Всем оркестром красоты, поэзии, музыки говорит Гоголь о скрытом богатстве души своих героев. И он озабочен тем, чтобы эта красота души выявилась в них. Поэтому он подчеркивает, что им «так мало было нужно», что они, в сущности, довольствовались тем, что «благословенная земля производила» для них сама (остальное крали их домочадцы), подобно людям золотого века или тому, как — по древней мечте человечества — люди жили в раю. Поэтому же Гоголь выразит широкую человечность и доброту в словах Пульхерии Ивановны о пленной турчанке: «Такая была добрая туркеня…» и т. д.; отсюда же и черты тонкой душевной деликатности («И Афанасию Ивановичу сделалось жалко, что он так пошутил над Пульхерией Ивановной, и он смотрел на нее, и слеза повисла на его реснице»), и возвышенная картина спокойной встречи со смертью Пульхерии Ивановны, необыкновенно трогательные заботы ее об остающемся в живых супруге, и это скромное самоотвержение в любви, преодолевающее мысль «о той великой минуте, которая ее ожидает».[17]
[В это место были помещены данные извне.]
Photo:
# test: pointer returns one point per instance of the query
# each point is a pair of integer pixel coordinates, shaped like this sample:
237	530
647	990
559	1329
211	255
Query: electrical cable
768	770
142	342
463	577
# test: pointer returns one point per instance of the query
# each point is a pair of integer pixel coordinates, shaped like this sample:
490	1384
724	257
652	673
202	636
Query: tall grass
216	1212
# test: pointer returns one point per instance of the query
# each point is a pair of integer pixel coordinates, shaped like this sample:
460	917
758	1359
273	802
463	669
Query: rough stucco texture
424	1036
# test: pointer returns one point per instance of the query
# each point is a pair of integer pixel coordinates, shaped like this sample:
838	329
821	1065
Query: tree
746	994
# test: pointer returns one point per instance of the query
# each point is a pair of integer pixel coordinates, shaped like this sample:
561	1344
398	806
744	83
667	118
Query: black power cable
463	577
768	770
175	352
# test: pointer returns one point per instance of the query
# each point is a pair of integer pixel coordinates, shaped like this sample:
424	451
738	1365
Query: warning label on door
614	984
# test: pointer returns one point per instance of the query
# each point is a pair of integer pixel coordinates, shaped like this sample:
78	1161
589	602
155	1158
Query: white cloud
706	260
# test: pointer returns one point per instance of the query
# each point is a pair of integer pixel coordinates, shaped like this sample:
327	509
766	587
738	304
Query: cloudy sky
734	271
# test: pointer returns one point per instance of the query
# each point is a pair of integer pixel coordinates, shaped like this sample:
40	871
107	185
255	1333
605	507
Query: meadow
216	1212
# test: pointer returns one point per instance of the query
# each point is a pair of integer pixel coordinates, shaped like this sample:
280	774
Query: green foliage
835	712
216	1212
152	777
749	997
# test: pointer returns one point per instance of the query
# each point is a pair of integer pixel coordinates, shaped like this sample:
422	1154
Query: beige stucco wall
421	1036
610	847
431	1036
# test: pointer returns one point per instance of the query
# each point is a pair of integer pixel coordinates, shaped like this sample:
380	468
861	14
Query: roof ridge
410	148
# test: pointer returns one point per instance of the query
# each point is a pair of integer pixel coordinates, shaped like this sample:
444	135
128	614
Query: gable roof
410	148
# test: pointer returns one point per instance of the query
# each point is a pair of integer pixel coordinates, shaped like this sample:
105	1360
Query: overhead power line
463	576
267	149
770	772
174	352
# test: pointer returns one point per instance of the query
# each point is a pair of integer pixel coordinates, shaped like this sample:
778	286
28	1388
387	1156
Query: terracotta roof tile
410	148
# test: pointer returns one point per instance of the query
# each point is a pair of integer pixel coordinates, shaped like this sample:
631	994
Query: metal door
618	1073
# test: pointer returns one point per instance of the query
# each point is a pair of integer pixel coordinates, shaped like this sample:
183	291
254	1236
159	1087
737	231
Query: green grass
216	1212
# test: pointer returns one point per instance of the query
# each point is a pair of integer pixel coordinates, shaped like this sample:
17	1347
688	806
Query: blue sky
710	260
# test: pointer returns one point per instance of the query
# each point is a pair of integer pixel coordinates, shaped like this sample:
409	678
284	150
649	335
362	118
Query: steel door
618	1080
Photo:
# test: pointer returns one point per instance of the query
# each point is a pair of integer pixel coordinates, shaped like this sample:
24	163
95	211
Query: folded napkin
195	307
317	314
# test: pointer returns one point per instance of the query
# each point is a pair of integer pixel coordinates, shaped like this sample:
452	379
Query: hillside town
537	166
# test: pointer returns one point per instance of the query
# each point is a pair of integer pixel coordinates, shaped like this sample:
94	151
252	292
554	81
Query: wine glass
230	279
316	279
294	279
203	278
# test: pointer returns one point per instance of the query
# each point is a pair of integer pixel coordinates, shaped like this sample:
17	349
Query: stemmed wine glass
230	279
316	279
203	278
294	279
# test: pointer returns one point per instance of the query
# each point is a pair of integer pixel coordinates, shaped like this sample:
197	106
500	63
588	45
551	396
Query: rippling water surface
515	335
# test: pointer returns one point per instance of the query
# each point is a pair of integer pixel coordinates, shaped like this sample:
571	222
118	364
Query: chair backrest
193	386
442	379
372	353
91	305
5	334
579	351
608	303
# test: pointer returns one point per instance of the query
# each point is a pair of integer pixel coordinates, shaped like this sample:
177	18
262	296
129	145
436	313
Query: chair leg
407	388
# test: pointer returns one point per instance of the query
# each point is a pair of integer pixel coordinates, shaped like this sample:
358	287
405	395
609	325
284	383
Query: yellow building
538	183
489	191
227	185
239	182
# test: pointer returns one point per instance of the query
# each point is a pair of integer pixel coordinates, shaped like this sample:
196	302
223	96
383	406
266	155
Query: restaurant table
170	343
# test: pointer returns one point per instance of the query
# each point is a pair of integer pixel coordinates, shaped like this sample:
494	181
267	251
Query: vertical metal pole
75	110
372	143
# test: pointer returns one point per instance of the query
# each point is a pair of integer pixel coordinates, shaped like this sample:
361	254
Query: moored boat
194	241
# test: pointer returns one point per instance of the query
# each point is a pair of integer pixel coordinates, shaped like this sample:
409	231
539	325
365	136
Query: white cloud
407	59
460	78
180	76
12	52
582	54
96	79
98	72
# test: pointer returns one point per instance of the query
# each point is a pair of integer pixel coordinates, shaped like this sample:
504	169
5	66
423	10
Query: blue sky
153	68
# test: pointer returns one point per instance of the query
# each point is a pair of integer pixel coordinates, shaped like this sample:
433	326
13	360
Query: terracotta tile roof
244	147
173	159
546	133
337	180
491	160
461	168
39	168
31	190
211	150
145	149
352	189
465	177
Но более всего скрытая (латентная — сказал бы Лев Толстой) сила высокого, заключенная в героях гоголевской повести, выявлена в теме любви. Потому что ведь «Старосветские помещики» — это, собственно, повесть о любви. Героями этой любовной поэмы или новеллы (как угодно) и являются два милых старичка, и это-то как бы скрывает от глаз читателя то, что он, читатель, все же чувствует, — то, что сюжет повести основан на старинном мотиве «любви после смерти», любви, которая «сильна, как смерть», что тема повести — это как бы гимн высокой подлинности человеческого чувства, что поэзия повести возникает из той атмосферы любви, которая окружает этих новых Филемона и Бавкиду; конечно, не случайно сам Гоголь сближает своих героев с идеальными супругами мифологии. А если герои любви у Гоголя необычны, если читатель в его время привык читать о любви пылких романтических юношей со сверкающими глазами к восхитительным девам, — то такова не только сила могучего своеобразия, но и глубокая мысль Гоголя, который предпочел трогательную и необоримую верность старичков, пронесенную через всю жизнь, самому ослепительному дурману романтических страстей.

вернуться

15

«Переписка Н. В. Станкевича», М., 1914, стр. 316.

вернуться

16

Н. Барсуков. Жизнь и труды М. П. Погодина, кн. 4, СПб., 1891, стр. 268.

вернуться

17

В данной связи уместно напомнить энергичный пассаж Некрасова, в полемике с Писемским доказывавшего лиризм Гоголя: «Он (т. е. Писемский в статье о втором томе «Мертвых душ») почти вовсе отказывает Гоголю в лиризме… Это делает он на основании двух-трех неудачных лирических отступлений в первом томе «Мертвых душ». Но почему же г. Писемский позабыл «Невский проспект», позабыл «Разъезд», в котором найдем чудные лирические страницы, позабыл «Старосветских помещиков», чудную картину, всю, с первой до последней страницы, проникнутую поэзией, лиризмом?.. Да в самом Иване Ивановиче и Иване Никифоровиче, в мокрых галках, сидящих на заборе, есть поэзия, лиризм. Это-то и есть настоящая великая сила Гоголя. Все неотразимое влияние его творений заключается в лиризме, имеющем такой простой, родственно слитый с самыми обыкновенными явлениями жизни — с прозой — характер, и притом такой русский характер!» («Заметки о журналах за октябрь 1855 г.» — Н. А. Некрасов. Полное собрание сочинений, т. IX, М., 1950, стр. 341–342; ср.: А. Лаврецкий. Литературно-эстетические взгляды Некрасова. — «Литературное наследство», 1946, № 49–50, стр. 58).